English Defence League’s man in Europe admits links to racist and violent groups
By Richard Orange | 29 March 2012
“What will Mr and Mrs England, who support the EDL, say when the news reaches the level of common knowledge?” – Allen Fibecker, Danish Defence League member
COPENHAGEN: Demark is the stage of the English Defence League’s first major European rally on Saturday. A teacher who is organising the event has links with racist groups, including one named after the Hitler Youth.
Philip Traulsen, 34, admitted co-founding the Danmarks Nationale Front, which argues on its website that Danish citizens of African and Arab origin have a lower average intelligence.
Exaro can also disclose that Traulsen attended an event held by Blood and Honour, a neo-Nazi group of violent skinheads who adopted the Hitler Youth motto as its name.
Saturdays “counter-jihad” rally in the Danish city of Aarhus is being promoted by the English Defence League (EDL) as the birth of a new European movement against Islam. Up to 1,000 supporters are expected. Anti-fascist groups are planning a counter-demonstration.
The EDL founder and former football hooligan, Stephen Lennon, predicted violence. “We shall not pander to threats and intimidation,” he said. “If we are attacked we shall fight back.”
The rally, involving EDL’s sister organisations from six European countries, takes place only three weeks before the trial of Anders Breivik, accused of being the Norwegian mass-murderer who shot 77 people dead last July.
The disclosures come just weeks after the EDL was forced to sack Kasper Mortensen, Traulsen’s predecessor at the Danish Defence League (DDL), who was jailed for assaulting a nightclub bouncer with an electric stun-gun.
Traulsen’s far-right links have been attacked by his organisation’s own members. One, Allen Fibecker, told Exaro: “As a Jew, I am his enemy.”
He added: “DDL promised to get rid of the well-known Nazi profiles. Instead of keeping their word, they spend all their time making excuses.
“That is going to hurt the EDL big time. What will Mr and Mrs England, who support the EDL, say when the news reaches the level of common knowledge?”
Steve Simmons, who is responsible for EDL’s relations with its international sister groups, forced Traulsen to write a statement explaining his far-right past when Exaro raised the issue.
“When I decided to fight for Denmark, I had an uncritical approach and contacted every group besides the Danish National Socialist Movement,” Traulsen admitted in a letter to Simmons.
He had stayed with the Danmarks Nationale Front, despite disagreeing with its overtly racist stance.
“Due to the lack of a different activist-minded group, me and some of my friends stayed until DNF evolved into largely a racialist group. DNF accepted every nationalist person, but the non-racist fraction got smaller and smaller.”
He confirmed to Exaro that he was still involved with the Danmarks National Front: “I have joined a lot of national groups, and I am in between a lot of groups.”
Traulsen said that his goal was to bring together all nationalist groups against Islam, regardless of whether they were racist or not. “I am trying to make a co-operation, so it is a unified Danish resistance,” he said.

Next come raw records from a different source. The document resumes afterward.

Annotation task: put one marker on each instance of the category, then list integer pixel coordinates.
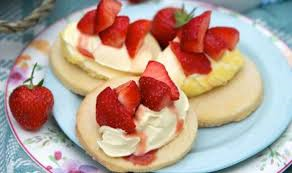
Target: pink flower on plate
(72, 166)
(58, 155)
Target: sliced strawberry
(214, 46)
(115, 35)
(106, 12)
(157, 71)
(87, 23)
(193, 33)
(228, 34)
(135, 36)
(191, 62)
(129, 95)
(167, 22)
(154, 94)
(110, 112)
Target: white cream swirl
(154, 130)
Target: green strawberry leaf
(182, 17)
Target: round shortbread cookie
(71, 76)
(230, 103)
(87, 132)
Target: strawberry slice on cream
(103, 43)
(200, 59)
(151, 126)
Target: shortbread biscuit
(87, 132)
(230, 103)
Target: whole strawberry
(167, 22)
(31, 104)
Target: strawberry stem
(182, 17)
(30, 79)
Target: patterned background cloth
(276, 17)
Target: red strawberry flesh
(191, 62)
(136, 35)
(157, 71)
(115, 35)
(110, 112)
(193, 33)
(86, 24)
(163, 25)
(155, 94)
(31, 107)
(129, 95)
(106, 12)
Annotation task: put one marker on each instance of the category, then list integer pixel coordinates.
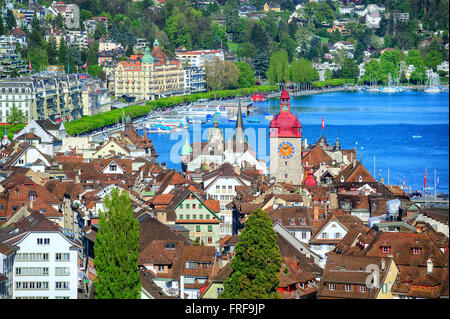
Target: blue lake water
(380, 125)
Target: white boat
(433, 84)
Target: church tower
(285, 145)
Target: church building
(286, 145)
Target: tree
(94, 70)
(16, 116)
(349, 69)
(2, 26)
(278, 70)
(100, 30)
(433, 59)
(257, 263)
(10, 20)
(260, 63)
(246, 75)
(52, 52)
(221, 75)
(116, 250)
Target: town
(78, 89)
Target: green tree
(16, 116)
(349, 69)
(52, 52)
(62, 53)
(433, 59)
(246, 75)
(116, 250)
(257, 263)
(100, 30)
(94, 70)
(278, 70)
(2, 26)
(10, 20)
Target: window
(62, 285)
(62, 257)
(191, 265)
(62, 271)
(43, 241)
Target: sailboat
(433, 84)
(389, 88)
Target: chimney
(181, 287)
(316, 212)
(429, 266)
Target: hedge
(93, 122)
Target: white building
(220, 185)
(46, 261)
(200, 57)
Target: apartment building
(46, 261)
(149, 76)
(42, 96)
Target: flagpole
(434, 184)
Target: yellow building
(274, 7)
(149, 76)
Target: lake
(380, 125)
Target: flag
(425, 179)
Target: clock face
(286, 150)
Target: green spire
(147, 58)
(186, 149)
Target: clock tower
(285, 145)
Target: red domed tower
(285, 144)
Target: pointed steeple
(239, 135)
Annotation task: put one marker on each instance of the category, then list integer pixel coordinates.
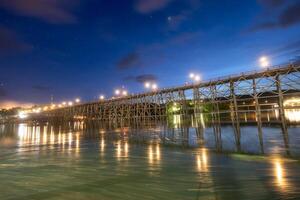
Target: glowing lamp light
(22, 115)
(101, 97)
(124, 93)
(147, 85)
(117, 92)
(197, 78)
(192, 75)
(154, 86)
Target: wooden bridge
(225, 97)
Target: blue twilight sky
(83, 48)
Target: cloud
(175, 21)
(142, 78)
(51, 11)
(271, 3)
(130, 60)
(290, 16)
(3, 92)
(9, 42)
(41, 88)
(149, 6)
(14, 104)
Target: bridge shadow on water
(179, 157)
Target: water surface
(87, 161)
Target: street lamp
(264, 62)
(101, 97)
(124, 93)
(150, 85)
(195, 77)
(147, 85)
(154, 86)
(77, 100)
(117, 92)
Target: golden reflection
(77, 149)
(126, 149)
(70, 138)
(279, 173)
(154, 154)
(293, 115)
(202, 161)
(102, 144)
(122, 149)
(119, 149)
(22, 134)
(176, 120)
(44, 137)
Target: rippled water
(87, 161)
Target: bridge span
(275, 88)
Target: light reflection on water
(146, 163)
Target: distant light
(117, 92)
(264, 61)
(197, 78)
(124, 92)
(147, 85)
(154, 86)
(101, 97)
(22, 115)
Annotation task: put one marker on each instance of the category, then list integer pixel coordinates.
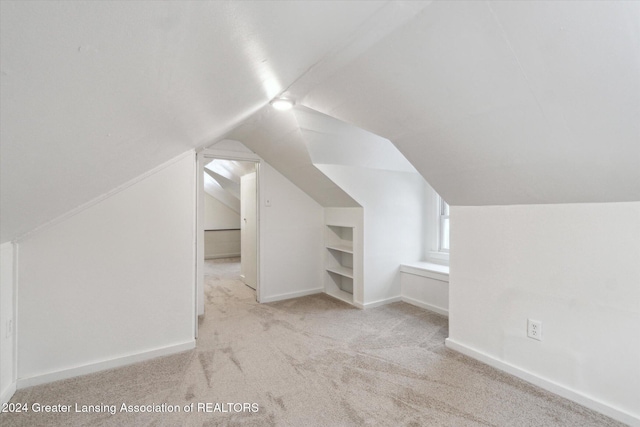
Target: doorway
(229, 184)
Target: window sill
(427, 269)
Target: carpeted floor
(311, 361)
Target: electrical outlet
(534, 329)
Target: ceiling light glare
(282, 104)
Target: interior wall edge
(547, 384)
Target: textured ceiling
(505, 102)
(492, 102)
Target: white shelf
(341, 270)
(341, 248)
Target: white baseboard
(290, 295)
(381, 302)
(7, 393)
(553, 387)
(426, 306)
(101, 366)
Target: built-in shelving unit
(342, 256)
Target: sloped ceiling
(492, 102)
(504, 102)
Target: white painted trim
(245, 156)
(7, 393)
(560, 390)
(104, 196)
(381, 302)
(107, 364)
(418, 303)
(289, 295)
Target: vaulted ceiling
(492, 102)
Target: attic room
(515, 126)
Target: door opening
(227, 220)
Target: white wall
(393, 204)
(575, 268)
(291, 233)
(218, 216)
(114, 282)
(7, 314)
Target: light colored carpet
(311, 361)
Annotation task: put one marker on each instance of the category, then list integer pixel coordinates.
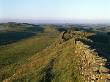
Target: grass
(15, 54)
(57, 63)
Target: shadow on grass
(48, 75)
(101, 45)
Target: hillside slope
(66, 60)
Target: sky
(55, 10)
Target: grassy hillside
(54, 64)
(37, 53)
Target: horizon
(50, 11)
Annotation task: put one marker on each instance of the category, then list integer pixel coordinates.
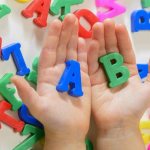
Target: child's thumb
(28, 95)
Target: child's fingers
(68, 25)
(73, 43)
(48, 54)
(96, 48)
(125, 45)
(110, 36)
(82, 55)
(28, 95)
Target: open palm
(125, 104)
(60, 113)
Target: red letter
(90, 17)
(10, 121)
(0, 46)
(41, 7)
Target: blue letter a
(71, 79)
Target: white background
(15, 28)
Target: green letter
(115, 71)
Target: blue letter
(143, 70)
(71, 79)
(140, 20)
(14, 50)
(25, 116)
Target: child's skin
(116, 112)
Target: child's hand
(65, 118)
(116, 112)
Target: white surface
(15, 28)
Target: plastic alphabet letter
(15, 51)
(71, 78)
(146, 138)
(91, 19)
(145, 124)
(0, 46)
(25, 116)
(35, 135)
(8, 93)
(140, 20)
(9, 120)
(41, 7)
(23, 1)
(64, 5)
(89, 145)
(148, 148)
(143, 70)
(4, 10)
(114, 9)
(115, 71)
(145, 3)
(32, 76)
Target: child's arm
(116, 111)
(65, 118)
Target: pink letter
(114, 9)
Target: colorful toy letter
(148, 148)
(114, 9)
(64, 5)
(0, 46)
(8, 93)
(115, 71)
(146, 138)
(41, 7)
(35, 135)
(140, 20)
(91, 19)
(32, 76)
(9, 120)
(89, 145)
(4, 10)
(23, 1)
(71, 78)
(145, 3)
(25, 116)
(14, 50)
(143, 70)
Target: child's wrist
(119, 138)
(64, 143)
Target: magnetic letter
(8, 93)
(25, 116)
(64, 5)
(4, 10)
(35, 135)
(91, 19)
(0, 46)
(15, 51)
(32, 76)
(71, 78)
(140, 20)
(143, 70)
(41, 7)
(23, 1)
(145, 3)
(115, 71)
(10, 121)
(114, 9)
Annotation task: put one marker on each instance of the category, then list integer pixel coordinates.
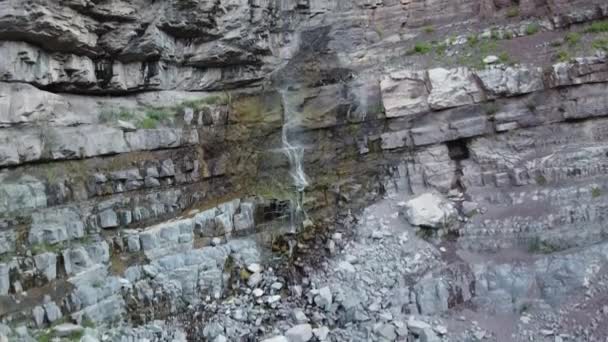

He believed that the EDL had shown that racist ideas were “counter-productive”.
He admitted, however, that he had attended a Blood and Honour concert in 2008. “Yes, I was there,” he confirmed. “But that does not make me a racist. I have also been at a communist concert, and that did not make me a communist.”
Simmons claimed EDL carefully vetted those seeking to start up sister organisations in other countries.
“We check them out as best as we can to make sure that they are not linked to any neo-Nazi organisations, and if they are found to have any such links we turn them down,” he added.